As diversas formas de exclusão e seus impactos sobre a saúde do brasileiro
Enviada em 06/08/2021
Na série “Alguém tem que morrer”, realizada na Espanha, na época de 1950, é retratado um cenário distópico e extremamente conservador, em que inúmeras pessoas morrem ou sofrem coerção por apenas aparentar estar em um relacionamento homoafetivo, ou mesmo, por possuírem uma cor de pele negra, impossibilitando uma condição de vida digna e com direitos. Hodiernamente, fora das telas, os brasileiros também sofrem com diversos tipos de descriminação, principalmente no que tange ao acesso à saúde de minorias sociais, seja pelo preconceito enraizado na sociedade, seja pela falta de auxílio do Estado, o problema permanece exigindo uma melhoria urgente.

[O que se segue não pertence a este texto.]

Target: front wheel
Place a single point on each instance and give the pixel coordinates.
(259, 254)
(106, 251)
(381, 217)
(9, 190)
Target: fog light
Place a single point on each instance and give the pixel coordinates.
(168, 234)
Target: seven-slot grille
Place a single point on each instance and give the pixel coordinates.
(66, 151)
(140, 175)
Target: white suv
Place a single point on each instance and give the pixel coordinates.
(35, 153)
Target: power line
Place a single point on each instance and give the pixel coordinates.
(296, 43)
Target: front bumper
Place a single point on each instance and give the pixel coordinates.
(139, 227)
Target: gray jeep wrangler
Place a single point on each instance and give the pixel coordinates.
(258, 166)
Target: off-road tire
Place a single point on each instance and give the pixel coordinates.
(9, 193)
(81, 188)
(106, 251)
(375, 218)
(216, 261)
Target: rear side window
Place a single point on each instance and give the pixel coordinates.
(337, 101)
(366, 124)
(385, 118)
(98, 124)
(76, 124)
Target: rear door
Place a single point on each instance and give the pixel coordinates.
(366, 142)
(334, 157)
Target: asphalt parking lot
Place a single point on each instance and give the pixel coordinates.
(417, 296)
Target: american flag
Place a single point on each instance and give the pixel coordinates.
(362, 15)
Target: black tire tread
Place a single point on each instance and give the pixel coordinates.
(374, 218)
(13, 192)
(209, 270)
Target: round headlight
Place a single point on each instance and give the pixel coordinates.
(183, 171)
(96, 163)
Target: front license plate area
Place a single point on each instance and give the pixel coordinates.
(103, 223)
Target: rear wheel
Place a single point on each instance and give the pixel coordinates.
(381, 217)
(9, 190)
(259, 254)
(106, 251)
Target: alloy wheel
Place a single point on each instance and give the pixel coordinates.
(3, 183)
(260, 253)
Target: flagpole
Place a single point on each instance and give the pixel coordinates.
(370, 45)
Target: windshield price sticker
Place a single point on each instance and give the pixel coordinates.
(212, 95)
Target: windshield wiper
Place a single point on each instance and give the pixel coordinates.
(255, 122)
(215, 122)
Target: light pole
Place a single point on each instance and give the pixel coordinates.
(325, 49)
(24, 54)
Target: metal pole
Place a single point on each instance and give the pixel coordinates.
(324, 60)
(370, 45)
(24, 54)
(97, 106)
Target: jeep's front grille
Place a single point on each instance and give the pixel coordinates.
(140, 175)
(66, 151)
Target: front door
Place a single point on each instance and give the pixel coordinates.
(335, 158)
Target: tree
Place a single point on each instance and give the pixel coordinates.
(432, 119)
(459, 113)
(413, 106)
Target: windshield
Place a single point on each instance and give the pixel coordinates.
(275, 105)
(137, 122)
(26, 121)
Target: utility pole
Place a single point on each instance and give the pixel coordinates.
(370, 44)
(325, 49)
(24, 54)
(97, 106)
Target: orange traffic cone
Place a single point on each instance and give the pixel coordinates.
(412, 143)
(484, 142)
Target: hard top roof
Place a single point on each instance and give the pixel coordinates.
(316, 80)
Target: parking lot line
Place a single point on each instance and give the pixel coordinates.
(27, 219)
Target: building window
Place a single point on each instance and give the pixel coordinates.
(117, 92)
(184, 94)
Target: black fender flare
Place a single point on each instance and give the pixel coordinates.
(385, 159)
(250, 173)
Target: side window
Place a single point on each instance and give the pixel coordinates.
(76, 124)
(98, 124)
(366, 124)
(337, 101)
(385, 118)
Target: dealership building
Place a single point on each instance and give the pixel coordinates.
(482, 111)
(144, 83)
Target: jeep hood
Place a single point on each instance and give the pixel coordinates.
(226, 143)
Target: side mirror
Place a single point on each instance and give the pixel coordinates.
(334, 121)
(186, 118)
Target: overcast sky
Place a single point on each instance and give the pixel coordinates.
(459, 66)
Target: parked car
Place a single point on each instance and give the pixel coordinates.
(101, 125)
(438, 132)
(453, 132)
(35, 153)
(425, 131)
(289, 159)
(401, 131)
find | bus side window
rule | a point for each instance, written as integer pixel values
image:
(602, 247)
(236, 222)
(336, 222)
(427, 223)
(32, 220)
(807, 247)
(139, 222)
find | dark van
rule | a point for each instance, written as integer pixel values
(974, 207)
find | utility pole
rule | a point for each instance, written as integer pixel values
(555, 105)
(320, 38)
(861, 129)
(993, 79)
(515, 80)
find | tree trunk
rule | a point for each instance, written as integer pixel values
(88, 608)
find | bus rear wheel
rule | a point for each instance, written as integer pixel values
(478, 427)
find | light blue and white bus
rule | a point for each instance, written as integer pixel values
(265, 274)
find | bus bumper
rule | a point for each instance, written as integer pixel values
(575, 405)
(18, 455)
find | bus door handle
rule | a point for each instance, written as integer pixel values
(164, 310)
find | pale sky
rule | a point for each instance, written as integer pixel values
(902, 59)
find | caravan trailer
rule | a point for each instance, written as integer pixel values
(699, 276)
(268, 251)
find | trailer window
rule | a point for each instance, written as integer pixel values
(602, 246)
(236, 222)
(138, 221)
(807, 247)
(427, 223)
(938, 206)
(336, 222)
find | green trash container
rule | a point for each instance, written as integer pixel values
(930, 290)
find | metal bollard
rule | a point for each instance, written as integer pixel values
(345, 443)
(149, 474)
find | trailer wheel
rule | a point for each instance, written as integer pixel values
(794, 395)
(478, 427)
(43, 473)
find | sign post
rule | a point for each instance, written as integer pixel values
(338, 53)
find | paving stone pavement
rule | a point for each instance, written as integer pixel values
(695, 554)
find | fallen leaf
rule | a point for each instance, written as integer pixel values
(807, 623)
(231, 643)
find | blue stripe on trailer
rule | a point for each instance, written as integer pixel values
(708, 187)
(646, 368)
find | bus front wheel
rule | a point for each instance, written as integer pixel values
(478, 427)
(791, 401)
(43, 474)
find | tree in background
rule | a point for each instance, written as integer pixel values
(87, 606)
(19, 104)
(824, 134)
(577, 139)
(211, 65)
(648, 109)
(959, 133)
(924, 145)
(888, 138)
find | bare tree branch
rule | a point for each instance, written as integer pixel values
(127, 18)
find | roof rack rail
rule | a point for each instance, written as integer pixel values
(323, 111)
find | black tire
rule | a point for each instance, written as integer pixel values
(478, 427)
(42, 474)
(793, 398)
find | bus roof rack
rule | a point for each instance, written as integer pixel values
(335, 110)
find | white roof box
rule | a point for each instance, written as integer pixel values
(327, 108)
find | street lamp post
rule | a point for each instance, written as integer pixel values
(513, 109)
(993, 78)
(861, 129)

Em primeiro lugar, vale ressaltar que tal problemática é fomentada pelo esteriótipo criado culturalmente, que traz uma visão pejorativa desses grupos minoritários. Nesse contexto, segundo o conceito da indústria cultural imposta na sociedade, o ser humano tende a seguir cegamente em um padrão de consumo, o que o mantém frequentemente habituado a deflorar as camadas sociais menos favorecidas, no entanto, fica excluso o valor ético e o posicionamento crítico nas relações humanas, reafirmando a teoria do professor e filósofo Leandro Karnal. Dessa forma, fica claro que a inércia de ações para mudar esse cenário culmina cada vez mais na permanência do impasse.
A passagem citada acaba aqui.